Failed disk plus unbootable OS USB thumbdrive lead to incorrect iSCSI extents and more

Status
Not open for further replies.

klennan

Cadet
Joined
Aug 2, 2018
Messages
8
I've managed to develop several problems all at once.

1 of 6 3TB disks failed out of a RAIDz1. I ordered a new disk.
In the meantime I thought I'd replace the OS thumb drives with faster Patriot 32GB ones. I had it mirrored, so I replaced one -no issues- then replaced the other a few days later, but FreeNAS (11 u4) wasn't happy. It also rejected the other original drive. So I was left with only the new single Patriot.

New 3TB disk arrived, so I power down, swap disks, power on - no bootable drive found. No matter what, I can't convince the machine to boot that new Patriot drive. I try the previous thumb drives with no luck either. I don't know - does FreeNAS wipe them when it replaces them?

FINALLY last night, I get the PC to boot a newly imaged Patriot, the 2nd one, I've left the first one unmodified. "newest" backup I had was from March.

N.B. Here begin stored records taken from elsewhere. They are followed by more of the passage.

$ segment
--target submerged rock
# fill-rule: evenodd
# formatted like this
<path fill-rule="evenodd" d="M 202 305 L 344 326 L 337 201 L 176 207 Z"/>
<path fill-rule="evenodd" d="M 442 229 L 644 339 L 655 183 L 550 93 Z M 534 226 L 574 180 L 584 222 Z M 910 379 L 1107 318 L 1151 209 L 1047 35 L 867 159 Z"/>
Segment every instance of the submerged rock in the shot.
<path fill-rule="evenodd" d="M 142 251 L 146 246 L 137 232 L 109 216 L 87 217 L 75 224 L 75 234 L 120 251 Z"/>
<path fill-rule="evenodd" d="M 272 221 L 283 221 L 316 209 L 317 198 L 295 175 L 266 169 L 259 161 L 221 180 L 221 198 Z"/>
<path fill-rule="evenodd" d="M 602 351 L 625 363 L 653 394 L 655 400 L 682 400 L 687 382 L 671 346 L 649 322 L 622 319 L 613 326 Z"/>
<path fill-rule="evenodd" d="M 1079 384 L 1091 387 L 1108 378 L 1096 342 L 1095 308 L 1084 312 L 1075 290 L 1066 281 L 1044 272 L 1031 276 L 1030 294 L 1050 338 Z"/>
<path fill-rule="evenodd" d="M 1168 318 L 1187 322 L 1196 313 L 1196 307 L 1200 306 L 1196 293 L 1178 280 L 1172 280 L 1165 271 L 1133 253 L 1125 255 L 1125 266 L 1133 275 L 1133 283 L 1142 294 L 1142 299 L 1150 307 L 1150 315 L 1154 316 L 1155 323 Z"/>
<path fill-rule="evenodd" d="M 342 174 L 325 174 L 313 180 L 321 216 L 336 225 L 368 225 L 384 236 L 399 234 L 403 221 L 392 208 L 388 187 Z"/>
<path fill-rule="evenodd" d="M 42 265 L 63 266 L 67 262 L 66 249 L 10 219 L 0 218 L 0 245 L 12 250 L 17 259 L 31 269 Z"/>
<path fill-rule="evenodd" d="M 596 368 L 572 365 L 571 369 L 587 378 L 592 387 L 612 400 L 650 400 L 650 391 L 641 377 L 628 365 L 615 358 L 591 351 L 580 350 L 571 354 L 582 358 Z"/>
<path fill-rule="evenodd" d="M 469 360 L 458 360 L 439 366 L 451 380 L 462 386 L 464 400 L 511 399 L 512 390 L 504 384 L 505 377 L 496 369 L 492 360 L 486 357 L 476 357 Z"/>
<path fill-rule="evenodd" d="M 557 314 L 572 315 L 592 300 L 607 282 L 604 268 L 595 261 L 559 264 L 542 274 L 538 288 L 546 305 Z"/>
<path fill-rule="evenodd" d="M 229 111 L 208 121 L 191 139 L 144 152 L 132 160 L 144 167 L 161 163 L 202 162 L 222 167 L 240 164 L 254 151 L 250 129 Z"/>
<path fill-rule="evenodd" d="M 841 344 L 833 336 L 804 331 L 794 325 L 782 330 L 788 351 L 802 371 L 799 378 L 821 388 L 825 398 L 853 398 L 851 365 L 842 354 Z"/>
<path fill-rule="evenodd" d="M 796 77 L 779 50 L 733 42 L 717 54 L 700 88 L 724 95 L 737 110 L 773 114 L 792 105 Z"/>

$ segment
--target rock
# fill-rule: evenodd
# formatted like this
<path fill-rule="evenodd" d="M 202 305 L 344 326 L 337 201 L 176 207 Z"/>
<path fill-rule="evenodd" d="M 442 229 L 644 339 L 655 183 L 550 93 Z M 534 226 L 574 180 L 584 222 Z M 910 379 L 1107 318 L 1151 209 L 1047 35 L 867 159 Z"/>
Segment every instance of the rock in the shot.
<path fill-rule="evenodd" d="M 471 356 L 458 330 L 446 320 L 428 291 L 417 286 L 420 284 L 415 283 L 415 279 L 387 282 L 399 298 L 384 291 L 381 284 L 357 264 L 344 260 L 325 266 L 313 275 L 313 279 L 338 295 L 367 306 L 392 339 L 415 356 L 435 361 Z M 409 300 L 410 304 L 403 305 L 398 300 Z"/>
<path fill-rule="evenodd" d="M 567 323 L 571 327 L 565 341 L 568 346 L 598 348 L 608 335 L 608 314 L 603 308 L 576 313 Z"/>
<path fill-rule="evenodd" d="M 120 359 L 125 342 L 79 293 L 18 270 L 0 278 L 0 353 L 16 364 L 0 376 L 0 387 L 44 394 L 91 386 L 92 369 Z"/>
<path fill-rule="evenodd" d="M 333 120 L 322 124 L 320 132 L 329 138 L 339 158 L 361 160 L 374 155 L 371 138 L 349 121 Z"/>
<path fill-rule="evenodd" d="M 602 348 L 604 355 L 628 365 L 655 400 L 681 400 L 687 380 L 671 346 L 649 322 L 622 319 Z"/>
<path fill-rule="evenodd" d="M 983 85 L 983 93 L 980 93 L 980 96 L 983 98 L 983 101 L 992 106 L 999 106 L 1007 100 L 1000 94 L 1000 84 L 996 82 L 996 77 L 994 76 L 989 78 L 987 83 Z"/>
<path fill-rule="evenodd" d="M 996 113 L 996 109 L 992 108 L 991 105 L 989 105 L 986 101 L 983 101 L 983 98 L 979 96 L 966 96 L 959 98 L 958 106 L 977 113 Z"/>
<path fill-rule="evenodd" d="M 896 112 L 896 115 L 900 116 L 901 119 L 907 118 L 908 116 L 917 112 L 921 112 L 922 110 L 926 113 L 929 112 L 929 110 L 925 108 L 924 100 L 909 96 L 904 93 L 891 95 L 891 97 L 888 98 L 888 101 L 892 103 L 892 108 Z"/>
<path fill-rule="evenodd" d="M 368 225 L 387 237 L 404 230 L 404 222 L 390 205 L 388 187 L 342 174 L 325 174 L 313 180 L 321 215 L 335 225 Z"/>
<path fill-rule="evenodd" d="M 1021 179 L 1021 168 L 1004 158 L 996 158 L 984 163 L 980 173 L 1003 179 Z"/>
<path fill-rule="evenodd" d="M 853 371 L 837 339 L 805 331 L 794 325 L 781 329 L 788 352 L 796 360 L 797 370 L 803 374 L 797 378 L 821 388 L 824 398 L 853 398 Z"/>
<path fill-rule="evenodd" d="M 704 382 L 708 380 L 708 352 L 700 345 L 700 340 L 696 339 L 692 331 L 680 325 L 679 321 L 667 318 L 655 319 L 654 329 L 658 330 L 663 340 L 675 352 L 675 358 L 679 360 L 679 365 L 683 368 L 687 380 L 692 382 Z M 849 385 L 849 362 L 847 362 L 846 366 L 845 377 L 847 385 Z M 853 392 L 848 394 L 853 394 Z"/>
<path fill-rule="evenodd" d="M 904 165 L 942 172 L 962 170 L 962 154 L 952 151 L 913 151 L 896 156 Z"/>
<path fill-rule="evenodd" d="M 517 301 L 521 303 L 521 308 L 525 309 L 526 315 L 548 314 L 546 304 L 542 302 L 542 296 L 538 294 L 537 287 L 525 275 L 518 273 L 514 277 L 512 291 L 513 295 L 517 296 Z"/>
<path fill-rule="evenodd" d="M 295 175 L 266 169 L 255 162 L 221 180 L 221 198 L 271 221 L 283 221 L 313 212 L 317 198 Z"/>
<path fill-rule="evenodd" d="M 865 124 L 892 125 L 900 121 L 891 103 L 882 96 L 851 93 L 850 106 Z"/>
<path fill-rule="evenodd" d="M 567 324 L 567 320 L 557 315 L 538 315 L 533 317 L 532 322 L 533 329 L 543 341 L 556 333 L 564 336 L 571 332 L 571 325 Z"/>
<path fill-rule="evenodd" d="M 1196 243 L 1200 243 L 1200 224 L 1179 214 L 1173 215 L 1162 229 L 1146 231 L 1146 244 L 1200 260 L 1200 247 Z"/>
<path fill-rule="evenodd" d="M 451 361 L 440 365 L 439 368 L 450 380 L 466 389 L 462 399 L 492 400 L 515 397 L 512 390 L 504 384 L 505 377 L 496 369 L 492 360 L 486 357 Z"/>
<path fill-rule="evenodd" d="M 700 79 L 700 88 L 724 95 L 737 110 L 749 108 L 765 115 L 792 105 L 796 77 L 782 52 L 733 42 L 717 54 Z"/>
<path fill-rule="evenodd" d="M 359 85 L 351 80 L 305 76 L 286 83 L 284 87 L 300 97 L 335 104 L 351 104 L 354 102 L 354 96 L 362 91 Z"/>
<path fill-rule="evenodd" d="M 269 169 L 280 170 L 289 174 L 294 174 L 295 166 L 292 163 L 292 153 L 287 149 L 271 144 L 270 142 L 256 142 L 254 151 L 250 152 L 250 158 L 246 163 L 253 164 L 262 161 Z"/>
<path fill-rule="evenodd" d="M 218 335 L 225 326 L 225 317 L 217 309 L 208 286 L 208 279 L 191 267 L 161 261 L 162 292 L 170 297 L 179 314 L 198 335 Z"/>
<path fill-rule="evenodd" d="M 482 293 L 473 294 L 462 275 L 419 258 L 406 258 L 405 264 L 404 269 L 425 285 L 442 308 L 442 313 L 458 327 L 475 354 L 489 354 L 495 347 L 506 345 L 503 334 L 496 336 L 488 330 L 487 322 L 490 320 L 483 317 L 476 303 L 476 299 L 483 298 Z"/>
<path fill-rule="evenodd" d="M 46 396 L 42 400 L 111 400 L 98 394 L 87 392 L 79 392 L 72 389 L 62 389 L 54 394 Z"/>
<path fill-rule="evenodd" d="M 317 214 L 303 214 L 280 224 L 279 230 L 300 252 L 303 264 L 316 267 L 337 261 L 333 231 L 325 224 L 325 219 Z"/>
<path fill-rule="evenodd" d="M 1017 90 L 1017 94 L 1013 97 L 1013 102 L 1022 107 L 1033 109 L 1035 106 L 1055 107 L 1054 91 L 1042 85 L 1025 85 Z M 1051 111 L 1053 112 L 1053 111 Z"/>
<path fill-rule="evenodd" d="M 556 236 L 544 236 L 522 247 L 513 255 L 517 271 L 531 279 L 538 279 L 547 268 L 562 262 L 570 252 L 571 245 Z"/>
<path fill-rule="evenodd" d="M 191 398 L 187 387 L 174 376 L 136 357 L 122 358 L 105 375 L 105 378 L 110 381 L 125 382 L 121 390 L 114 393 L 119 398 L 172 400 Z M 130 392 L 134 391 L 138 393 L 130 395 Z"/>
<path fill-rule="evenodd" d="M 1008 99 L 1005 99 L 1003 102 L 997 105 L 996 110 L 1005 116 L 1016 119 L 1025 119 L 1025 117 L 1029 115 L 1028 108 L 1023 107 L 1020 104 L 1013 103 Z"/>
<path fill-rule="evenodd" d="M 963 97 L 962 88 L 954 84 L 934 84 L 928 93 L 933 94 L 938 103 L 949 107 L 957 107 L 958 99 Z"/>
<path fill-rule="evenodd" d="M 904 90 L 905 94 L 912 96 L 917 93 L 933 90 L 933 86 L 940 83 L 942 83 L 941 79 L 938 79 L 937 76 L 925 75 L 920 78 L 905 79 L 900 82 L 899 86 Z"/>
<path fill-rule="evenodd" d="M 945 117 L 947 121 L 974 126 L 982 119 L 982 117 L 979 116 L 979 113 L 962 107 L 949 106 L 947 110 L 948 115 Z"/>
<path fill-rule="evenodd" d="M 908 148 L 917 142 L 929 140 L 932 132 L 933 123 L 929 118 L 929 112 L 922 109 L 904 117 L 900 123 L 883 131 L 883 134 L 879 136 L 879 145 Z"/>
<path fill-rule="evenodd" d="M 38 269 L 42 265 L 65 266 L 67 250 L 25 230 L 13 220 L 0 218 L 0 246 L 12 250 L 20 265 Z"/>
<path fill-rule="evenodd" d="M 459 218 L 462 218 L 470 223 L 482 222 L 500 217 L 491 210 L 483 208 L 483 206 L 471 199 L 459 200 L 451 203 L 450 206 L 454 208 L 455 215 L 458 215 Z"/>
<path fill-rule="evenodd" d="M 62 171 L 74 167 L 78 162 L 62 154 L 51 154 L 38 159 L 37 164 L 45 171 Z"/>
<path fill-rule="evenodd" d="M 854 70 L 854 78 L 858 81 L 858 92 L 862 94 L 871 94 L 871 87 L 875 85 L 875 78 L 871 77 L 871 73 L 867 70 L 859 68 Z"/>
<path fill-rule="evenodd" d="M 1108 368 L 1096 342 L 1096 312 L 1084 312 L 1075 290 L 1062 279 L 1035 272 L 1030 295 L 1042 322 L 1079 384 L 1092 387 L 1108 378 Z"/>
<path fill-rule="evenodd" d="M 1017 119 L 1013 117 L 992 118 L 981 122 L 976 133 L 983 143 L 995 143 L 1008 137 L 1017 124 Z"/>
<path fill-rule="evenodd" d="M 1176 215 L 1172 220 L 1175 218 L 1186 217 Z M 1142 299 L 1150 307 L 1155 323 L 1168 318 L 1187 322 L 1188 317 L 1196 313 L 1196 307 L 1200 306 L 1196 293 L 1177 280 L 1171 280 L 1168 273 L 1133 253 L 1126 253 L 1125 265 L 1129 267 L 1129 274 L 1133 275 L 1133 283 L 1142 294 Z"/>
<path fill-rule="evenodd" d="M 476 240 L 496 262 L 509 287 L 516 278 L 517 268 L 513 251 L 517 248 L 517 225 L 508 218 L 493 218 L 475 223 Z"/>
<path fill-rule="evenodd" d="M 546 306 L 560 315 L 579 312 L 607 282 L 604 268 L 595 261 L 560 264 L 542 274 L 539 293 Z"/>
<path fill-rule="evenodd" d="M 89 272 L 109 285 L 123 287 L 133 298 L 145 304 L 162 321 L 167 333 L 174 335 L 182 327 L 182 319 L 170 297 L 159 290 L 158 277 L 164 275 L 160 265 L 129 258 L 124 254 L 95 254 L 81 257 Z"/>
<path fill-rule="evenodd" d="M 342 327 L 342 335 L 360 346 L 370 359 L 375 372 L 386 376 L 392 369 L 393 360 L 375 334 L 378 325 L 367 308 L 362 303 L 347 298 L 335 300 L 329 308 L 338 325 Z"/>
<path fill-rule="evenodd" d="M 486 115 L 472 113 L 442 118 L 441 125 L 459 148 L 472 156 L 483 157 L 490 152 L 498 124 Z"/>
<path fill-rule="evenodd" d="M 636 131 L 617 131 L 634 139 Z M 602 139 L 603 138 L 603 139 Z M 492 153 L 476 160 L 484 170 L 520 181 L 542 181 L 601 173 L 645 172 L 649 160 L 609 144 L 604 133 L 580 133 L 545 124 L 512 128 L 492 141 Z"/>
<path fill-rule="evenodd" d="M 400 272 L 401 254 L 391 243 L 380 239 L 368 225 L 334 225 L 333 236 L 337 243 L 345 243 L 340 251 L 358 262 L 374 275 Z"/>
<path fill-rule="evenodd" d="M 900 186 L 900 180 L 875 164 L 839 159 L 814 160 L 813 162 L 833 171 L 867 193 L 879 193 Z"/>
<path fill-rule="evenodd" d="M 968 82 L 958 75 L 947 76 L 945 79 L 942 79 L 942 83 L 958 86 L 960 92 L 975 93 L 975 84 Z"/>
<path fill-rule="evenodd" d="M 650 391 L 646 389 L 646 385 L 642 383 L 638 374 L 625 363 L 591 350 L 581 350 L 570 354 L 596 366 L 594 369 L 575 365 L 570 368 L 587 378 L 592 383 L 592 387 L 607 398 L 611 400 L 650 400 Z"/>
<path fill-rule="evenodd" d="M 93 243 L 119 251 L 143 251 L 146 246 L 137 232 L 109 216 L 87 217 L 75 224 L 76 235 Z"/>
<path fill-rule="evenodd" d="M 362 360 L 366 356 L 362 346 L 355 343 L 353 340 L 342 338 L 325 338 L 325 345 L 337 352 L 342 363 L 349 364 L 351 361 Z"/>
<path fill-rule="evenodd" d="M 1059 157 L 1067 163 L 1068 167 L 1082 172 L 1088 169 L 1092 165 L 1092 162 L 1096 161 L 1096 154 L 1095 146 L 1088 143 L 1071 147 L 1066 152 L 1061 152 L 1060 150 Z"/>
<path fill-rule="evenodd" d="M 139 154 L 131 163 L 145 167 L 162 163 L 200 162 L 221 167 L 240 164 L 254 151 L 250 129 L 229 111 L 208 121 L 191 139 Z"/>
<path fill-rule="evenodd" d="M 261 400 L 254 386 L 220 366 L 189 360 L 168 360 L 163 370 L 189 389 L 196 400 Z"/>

So I load that, but that was before I had iSCSI extents configured. It was 11 u1, I then had it upgrade to 11 u5, but instead it sucked down 11.2 BETA (or STABLE depending on which output I believe). Whatever, it boots.

That new 3TB disk fails to gpart -s gpt - "gpart: geom 'ada0': File exists" when I've written nothing to it, and "gpart: Input/output error" when using gpart destroy -F /dev/ada0
Running the destroy command a 2nd time produces "gpart: Device not configured" So that's left me with no redundancy.

Code:
I have a SSD in it which was home to a iSCSI extent, presented to a Windows server, and contains (hopefully) a few virtual machines. However, it shows a 25GB partition when it should be 250GB. Windows is confused. I might have now lost those VMs.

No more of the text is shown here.